The student comes before the athlete for a reason, and I think people forget that along the way. The athletes themselves forget it, too. Right now, there is no pay for college athletes, so student-athletes’ payment is a free education at whatever institution they chose to bring their talents to. These scholarships cover school and room and board for four or sometimes five years. These scholarships are a great reward to kids who work their tails off from childhood to high school to earn that elusive scholarship.
Being a student-athlete is a taxing and demanding job, no matter how many perks other students believe we receive. I know thousands of students at the University of Utah and around the country face demanding jobs while attending classes. Managing a job or a family while in college or even just juggling a full course load is no easy task, student-athlete or not. Student-athletes do the same amount of work as other students, just with different deadlines at times. With the amount of travel involved in the season, arrangements are made with professors to turn in work either before or after travel. Student-athletes do not receive exemptions from assignments, only special accommodations because our involvement in sports is considered official school business.
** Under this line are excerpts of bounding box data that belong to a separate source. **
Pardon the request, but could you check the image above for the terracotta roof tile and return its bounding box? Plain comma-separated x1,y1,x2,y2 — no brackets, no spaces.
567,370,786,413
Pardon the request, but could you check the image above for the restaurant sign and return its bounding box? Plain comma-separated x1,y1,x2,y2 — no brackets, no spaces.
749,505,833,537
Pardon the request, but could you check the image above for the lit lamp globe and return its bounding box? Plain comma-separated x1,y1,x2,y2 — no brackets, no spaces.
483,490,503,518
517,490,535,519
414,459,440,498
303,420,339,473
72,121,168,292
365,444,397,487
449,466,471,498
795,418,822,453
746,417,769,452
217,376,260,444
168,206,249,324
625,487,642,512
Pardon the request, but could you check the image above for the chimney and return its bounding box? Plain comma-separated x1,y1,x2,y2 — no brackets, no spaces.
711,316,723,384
I love being a student-athlete, but there are days when I wish I could focus on just my sport or just my schooling. I have personally debated choosing a not-so difficult major so I could more easily balance school and sport, especially during the season when every second week we are traveling for four days at a time for games. However, I chose what I wanted to do and I am so glad that I did. It was stressful at times during group assignments and exams, just like any other college student’s experience, but by the end of four years, I had a degree I was proud of.
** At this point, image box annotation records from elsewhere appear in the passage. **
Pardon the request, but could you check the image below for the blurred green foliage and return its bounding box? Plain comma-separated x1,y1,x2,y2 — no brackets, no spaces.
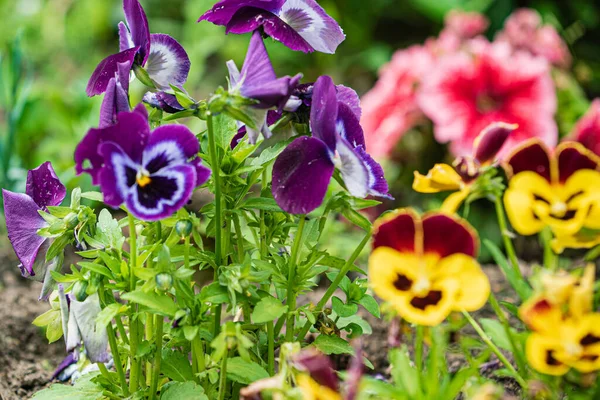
0,0,600,185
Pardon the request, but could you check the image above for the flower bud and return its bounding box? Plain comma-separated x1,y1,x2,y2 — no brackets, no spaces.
154,272,173,292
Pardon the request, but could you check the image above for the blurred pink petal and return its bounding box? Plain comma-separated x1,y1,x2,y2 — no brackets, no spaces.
418,39,558,157
571,99,600,156
360,46,434,158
Too often I see other student-athletes picking majors that have a lot of online classes or more flexibility so they can manage their sport and school better. The whole reason I worked so hard to earn a Division I scholarship was so that I could go to school and attain a great education. It’s important to remember that student-athletes face these tough choices of whether to lean toward having a degree they love or being less stressed during competition. The answer of what to do is not always so simple, but I am thankful that I was able to both excel in sport and get a degree I wanted.
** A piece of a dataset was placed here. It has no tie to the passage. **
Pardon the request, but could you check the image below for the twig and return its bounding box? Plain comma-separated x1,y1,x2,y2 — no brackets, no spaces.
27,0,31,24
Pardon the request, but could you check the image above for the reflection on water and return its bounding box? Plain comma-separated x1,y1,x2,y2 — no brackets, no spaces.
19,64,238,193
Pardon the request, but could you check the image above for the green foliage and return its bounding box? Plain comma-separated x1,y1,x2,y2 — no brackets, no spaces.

Even though it’s hard to be a student-athlete, it has made me a better person and a better student. Being a student-athlete taught me time management, and that even if I have a busy schedule, I can still make time for what is important. Having a full day of classes, practice, treatment and homework served me better than having a day off to watch Netflix because I wasn’t allowed to procrastinate. If I knew I only had a couple hours at night to get my work done, then I would be focused and locked in to get it done. The slight stress of working under a deadline also worked well, because I face similar stress in basketball practice every day and that is what makes me thrive.
Scheduling has made a huge impact in my life and no matter how busy things get everyone gets 24 hours a day to make the most of. Being a student-athlete has been the most challenging and rewarding experience of my life thus far and I am thankful I got to do it at a great University like Utah.